As he rushed along, the raftsmen’s boat crossed
his bows, going to the main raft below for ropes and
material to secure the cribs coming down intact.
“Good boy!” shouted the
foreman to Baptiste. “Ten cents for every
deal you fetch ashore above the raft!” Ten cents!
he had expected but five! What a harvest!
Striking his pike-pole into the clump
of deals, “fifty at least,”
said joyful Baptiste, he soon secured them
to his boat, and then pulled, pulled, pulled, till
the blood rushed to his head, and his arms ached,
before he landed his wealth.
“Father!” cried he, bursting
breathlessly into the sleeping household. “Come
quick! I can’t get it up without you.”
“Big sturgeon?” cried
the shantyman, jumping into his trousers.
“Oh, but we shall have a good
fish breakfast!” cried Delima.
“Did I not say the blessed lé
bon Dieu would send plenty fish?” observed
Memere.
“Not a fish!” cried little
Baptiste, with recovered breath. “But look!
look!” and he flung open the door. The eddy
was now white with planks.
“Ten cents for each!”
cried the boy. “The foreman told me.”
“Ten cents!” shouted his
father. “Baptême! it’s my winter’s
wages!”
And the old grandmother! And
Delima? Why, they just put their arms round each
other and cried for joy.
“And yet there’s no breakfast,”
said Delima, starting up. “And they will
work hard, hard.”
At that instant who should reach the
door but Monsieur Conolly! He was a man who respected
cash wherever he found it, and already the two Baptistes
had a fine show ashore.
“Ma’ame Larocque,”
said Conolly, politely, putting in his head, “of
course you know I was only joking yesterday. You
can get anything you want at the store.”
What a breakfast they did have, to
be sure! the Baptistes eating while they worked.

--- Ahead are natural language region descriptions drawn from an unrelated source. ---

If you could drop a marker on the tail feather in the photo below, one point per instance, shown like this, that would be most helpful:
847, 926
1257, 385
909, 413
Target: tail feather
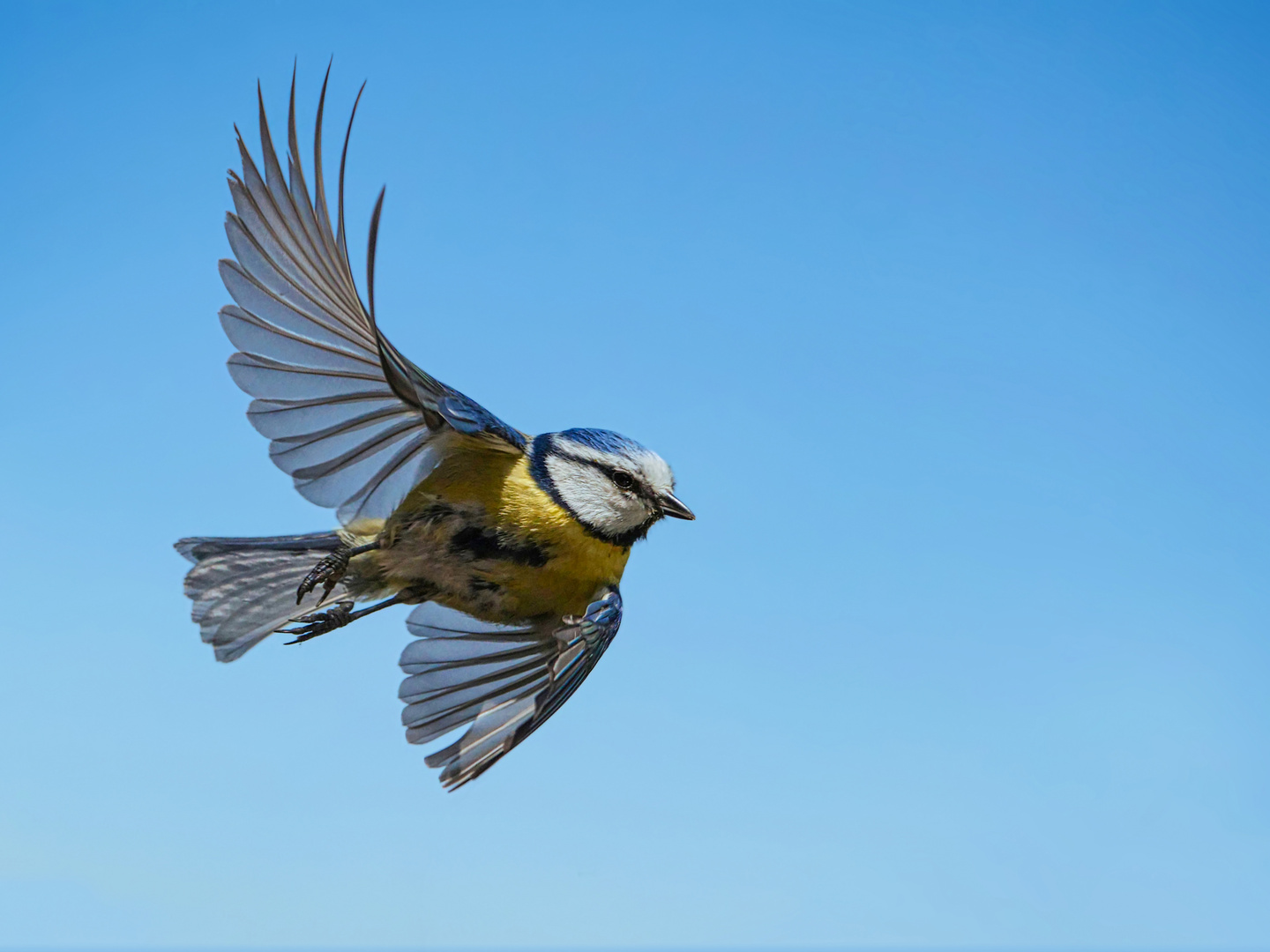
244, 589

Back and forward they dashed till late afternoon, driving
ringed spikes into the deals, running light ropes through
the rings, and, when a good string had thus been made,
going ashore to haul in. At that hauling Delima
and Memere, even little Andre and Odillon gave
a hand.
Everybody in the little hamlet made
money that day, but the Larocques twice as much as
any other family, because they had an eddy and a low
shore. With the help of the people “the
big Bourgeois” who owned the broken raft
got it away that evening, and saved his fat contract
after all.
“Did I not say so?” said
“Memere,” at night, for the hundredth
time. “Did I not say so? Yes, indeed,
lé bon Dieu watches over us all.”
“Yes, indeed, grandmother,”
echoed little Baptiste, thinking of his failure on
the night-line. “We may take as much trouble
as we like, but it’s no use unless lé bon
Dieu helps us. Only I don’
know what de big Bourgeois say about that his
raft was all broke up so bad.”
“Ah, oui,” said
Memere, looking puzzled for but a moment.
“But he didn’t put his trust in lé
bon Dieu; that’s it, for sure. Besides,
maybe lé bon Dieu want to teach him a lesson;
he’ll not try for run a whole band of deals
next time. You see that was a tempting of Providence;
and then the big Bourgeois is a Protestant.”